2,660 conversations with EMSy reveal surprising differences among emergency professionals

When we decided to analyze the data from our first prototype, we didn't know what to expect. Nine months of use, 46,000 messages, 2,660 conversations. Numbers that, translated into insights, tell a story we didn't anticipate.

The result? Nurses and EMS physicians ask completely different questions. This isn't an intuition: it's what clearly emerges from the data.


Who Used EMSy

Between February and October 2025, the EMSy prototype was used by emergency professionals spontaneously, without marketing campaigns. Of these conversations, despite being anonymous and non-identifiable data, we were able to identify the professional role in approximately half of the cases:

  • 698 physicians (53% of those identified)
  • 532 nurses (41%)
  • 77 EMTs/paramedics (6%)

The growth was organic: colleagues talking with colleagues, links shared in shift WhatsApp groups, word of mouth among crews.

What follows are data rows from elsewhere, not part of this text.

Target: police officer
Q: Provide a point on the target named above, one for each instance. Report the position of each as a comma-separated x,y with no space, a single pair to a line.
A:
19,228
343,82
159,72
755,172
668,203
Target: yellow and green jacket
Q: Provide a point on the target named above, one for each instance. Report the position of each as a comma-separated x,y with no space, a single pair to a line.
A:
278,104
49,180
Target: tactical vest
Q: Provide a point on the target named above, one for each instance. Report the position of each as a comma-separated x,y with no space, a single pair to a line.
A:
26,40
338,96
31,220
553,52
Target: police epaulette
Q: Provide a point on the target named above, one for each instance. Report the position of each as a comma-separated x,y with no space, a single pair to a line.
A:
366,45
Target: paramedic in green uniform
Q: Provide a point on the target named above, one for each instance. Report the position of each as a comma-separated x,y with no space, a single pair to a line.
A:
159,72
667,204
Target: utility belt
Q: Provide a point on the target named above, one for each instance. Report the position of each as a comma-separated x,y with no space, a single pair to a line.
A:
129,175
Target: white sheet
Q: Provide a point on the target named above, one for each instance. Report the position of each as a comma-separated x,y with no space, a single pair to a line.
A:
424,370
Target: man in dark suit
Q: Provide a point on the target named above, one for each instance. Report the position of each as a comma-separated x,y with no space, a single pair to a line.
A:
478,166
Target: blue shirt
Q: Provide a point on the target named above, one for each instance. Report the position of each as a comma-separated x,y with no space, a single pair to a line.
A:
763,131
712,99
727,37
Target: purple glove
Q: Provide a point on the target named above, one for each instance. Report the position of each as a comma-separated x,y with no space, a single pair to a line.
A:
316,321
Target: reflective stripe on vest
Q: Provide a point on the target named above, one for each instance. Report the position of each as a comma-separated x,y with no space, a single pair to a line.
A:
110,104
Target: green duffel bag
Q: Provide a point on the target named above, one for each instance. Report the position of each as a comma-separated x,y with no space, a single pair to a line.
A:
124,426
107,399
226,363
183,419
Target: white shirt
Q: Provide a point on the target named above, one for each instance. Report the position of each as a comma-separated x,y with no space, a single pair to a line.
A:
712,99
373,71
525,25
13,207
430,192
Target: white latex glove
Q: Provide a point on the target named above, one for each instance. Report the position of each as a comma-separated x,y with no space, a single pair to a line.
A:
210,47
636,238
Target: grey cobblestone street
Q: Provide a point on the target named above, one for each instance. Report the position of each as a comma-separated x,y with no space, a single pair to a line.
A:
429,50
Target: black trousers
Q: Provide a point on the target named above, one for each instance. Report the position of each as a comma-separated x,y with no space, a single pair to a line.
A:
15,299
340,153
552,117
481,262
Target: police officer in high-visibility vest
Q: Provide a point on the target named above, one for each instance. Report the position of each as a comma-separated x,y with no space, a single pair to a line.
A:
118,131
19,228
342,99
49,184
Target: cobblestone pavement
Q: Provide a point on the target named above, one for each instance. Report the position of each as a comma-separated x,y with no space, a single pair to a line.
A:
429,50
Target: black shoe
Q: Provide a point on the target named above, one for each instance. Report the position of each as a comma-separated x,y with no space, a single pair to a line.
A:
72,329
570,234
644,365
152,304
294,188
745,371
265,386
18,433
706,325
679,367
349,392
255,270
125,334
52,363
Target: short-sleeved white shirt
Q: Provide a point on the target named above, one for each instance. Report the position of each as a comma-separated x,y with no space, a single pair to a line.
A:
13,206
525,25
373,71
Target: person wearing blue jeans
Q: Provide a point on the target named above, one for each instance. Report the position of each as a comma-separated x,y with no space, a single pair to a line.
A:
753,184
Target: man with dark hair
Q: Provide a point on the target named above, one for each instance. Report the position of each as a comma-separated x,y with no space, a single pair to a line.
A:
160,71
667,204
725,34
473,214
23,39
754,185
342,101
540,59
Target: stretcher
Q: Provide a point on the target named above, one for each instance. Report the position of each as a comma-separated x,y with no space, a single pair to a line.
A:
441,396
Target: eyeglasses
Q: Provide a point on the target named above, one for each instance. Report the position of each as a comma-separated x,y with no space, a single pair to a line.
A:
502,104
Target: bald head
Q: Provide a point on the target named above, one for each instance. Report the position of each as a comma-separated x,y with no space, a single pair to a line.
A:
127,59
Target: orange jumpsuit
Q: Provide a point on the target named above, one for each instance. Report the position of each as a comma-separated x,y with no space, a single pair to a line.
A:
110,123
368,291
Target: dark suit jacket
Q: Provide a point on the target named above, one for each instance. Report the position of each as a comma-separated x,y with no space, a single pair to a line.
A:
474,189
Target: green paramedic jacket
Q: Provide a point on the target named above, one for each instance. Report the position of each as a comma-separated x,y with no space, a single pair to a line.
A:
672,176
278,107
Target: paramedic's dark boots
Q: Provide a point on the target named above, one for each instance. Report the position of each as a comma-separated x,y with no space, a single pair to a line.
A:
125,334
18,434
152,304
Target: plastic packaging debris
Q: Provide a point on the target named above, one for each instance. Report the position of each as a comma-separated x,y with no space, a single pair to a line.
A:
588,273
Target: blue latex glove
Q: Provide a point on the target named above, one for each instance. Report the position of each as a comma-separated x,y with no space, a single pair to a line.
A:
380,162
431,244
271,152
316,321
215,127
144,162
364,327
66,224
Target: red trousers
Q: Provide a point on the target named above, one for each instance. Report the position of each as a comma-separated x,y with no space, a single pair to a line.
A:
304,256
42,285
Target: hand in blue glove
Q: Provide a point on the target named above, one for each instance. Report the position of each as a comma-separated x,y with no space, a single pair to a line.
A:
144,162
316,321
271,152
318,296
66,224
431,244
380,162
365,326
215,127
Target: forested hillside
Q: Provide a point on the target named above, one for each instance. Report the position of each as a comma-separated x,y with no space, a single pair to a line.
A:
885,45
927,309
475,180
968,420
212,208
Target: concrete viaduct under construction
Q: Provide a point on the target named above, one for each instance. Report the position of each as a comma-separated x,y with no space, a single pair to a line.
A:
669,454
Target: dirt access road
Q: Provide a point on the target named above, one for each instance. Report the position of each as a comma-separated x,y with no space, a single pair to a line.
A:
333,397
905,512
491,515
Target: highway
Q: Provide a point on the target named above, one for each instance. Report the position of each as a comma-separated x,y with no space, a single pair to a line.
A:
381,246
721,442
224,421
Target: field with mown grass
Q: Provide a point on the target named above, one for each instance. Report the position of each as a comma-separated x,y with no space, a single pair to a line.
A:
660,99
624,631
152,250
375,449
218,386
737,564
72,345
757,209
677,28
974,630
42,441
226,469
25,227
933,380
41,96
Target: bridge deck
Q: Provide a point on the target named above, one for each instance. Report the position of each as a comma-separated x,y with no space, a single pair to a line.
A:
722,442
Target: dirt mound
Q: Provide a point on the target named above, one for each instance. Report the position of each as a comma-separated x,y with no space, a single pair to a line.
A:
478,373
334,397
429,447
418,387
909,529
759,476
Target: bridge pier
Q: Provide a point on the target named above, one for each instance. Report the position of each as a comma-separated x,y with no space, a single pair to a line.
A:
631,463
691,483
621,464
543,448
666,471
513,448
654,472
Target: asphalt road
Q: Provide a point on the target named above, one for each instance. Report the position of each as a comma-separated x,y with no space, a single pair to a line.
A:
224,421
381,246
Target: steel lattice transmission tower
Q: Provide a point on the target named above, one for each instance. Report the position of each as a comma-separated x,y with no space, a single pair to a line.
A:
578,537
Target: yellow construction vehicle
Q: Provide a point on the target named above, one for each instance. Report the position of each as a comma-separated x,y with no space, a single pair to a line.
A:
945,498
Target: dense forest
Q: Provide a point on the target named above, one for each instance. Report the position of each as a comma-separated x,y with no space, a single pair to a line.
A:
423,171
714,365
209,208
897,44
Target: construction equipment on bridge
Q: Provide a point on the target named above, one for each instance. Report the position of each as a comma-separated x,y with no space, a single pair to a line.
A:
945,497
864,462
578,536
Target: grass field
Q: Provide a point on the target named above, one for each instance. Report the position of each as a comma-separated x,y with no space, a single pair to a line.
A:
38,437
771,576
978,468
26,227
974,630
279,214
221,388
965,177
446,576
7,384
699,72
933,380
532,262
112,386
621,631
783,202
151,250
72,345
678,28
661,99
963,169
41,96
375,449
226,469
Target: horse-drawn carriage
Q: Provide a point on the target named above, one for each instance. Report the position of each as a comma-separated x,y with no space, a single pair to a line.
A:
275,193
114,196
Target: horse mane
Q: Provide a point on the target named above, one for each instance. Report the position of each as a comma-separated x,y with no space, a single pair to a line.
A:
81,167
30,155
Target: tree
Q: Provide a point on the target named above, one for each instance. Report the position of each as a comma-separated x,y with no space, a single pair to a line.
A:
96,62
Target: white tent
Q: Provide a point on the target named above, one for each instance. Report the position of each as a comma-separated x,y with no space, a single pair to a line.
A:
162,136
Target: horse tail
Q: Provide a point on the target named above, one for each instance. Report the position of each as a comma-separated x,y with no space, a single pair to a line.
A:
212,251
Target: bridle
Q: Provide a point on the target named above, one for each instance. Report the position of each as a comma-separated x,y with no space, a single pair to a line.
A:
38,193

The Discovery: Different Professions, Different Questions

By grouping questions by clinical category, a very clear pattern emerged.

Nurses Seek Procedures

For nurses, 41% of questions concern procedures and operational protocols. These are practical queries, often posed in real work contexts and under time pressure:

  • "How do I dilute norepinephrine?"
  • "Intraosseous access: what are the criteria?"
  • "Nitroglycerin for chest pain: always indicated?"

For physicians, this category represents only 5% of conversations.

Physicians Seek Understanding and Training

Physicians tend to use EMSy differently. 38% of their conversations fall into the General / Training category: clinical reasoning, quizzes, case discussion, theoretical deep dives.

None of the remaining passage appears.